I'm not sure about you, but for designing a track car you commonly get asked for NA vs. Supercharger vs. Turbocharger on anything but a rotary. Horsepower of the NA/Supercharger (Roots/Screw Style) are significantly less than the output of the Turbocharged engine, yet the laptimes are similar. It's not due to torque output... It's due to driver comfort and being repeatable. That's why a Linear Boost Curve on a Turbocharged Car makes perfect sense. You dial it in to make more power with more RPM. This makes it more drivable vs. a blowing the doors off aggressiveness in the low/midrange. There's nothing wrong with leaving power on the table when you've got fucktons of it to spare. That's what OEMs call Reliability and Engineers call Factor of Safety.
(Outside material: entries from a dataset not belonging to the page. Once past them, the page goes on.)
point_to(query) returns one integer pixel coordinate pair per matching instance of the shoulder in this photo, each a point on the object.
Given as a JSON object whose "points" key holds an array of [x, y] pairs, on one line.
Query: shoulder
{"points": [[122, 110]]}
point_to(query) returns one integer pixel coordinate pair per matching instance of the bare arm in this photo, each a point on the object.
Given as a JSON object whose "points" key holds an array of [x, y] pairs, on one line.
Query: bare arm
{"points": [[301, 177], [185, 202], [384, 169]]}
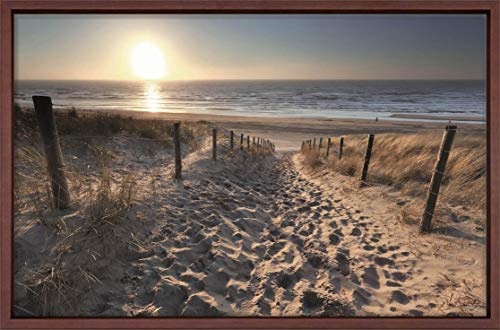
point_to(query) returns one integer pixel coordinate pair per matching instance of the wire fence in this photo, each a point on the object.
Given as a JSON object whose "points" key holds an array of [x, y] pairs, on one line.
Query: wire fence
{"points": [[222, 138], [354, 158]]}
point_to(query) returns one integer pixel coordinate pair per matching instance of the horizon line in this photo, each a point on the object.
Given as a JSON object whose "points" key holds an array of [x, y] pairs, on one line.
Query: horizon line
{"points": [[259, 79]]}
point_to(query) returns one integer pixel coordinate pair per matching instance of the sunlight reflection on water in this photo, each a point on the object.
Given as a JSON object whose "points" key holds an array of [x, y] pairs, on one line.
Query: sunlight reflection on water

I'm not sure about you, but for designing a track car you commonly get asked for NA vs. Supercharger vs. Turbocharger on anything but a rotary. Horsepower of the NA/Supercharger (Roots/Screw Style) are significantly less than the output of the Turbocharged engine, yet the laptimes are similar. It's not due to torque output... It's due to driver comfort and being repeatable. That's why a Linear Boost Curve on a Turbocharged Car makes perfect sense. You dial it in to make more power with more RPM. This makes it more drivable vs. a blowing the doors off aggressiveness in the low/midrange. There's nothing wrong with leaving power on the table when you've got fucktons of it to spare. That's what OEMs call Reliability and Engineers call Factor of Safety.
Its all in the tuning. The right tuner can make a well built car do anything you want it to. It is alot easier to tune a big turbo to do more with less spool that to tune a little one beyond its functional range.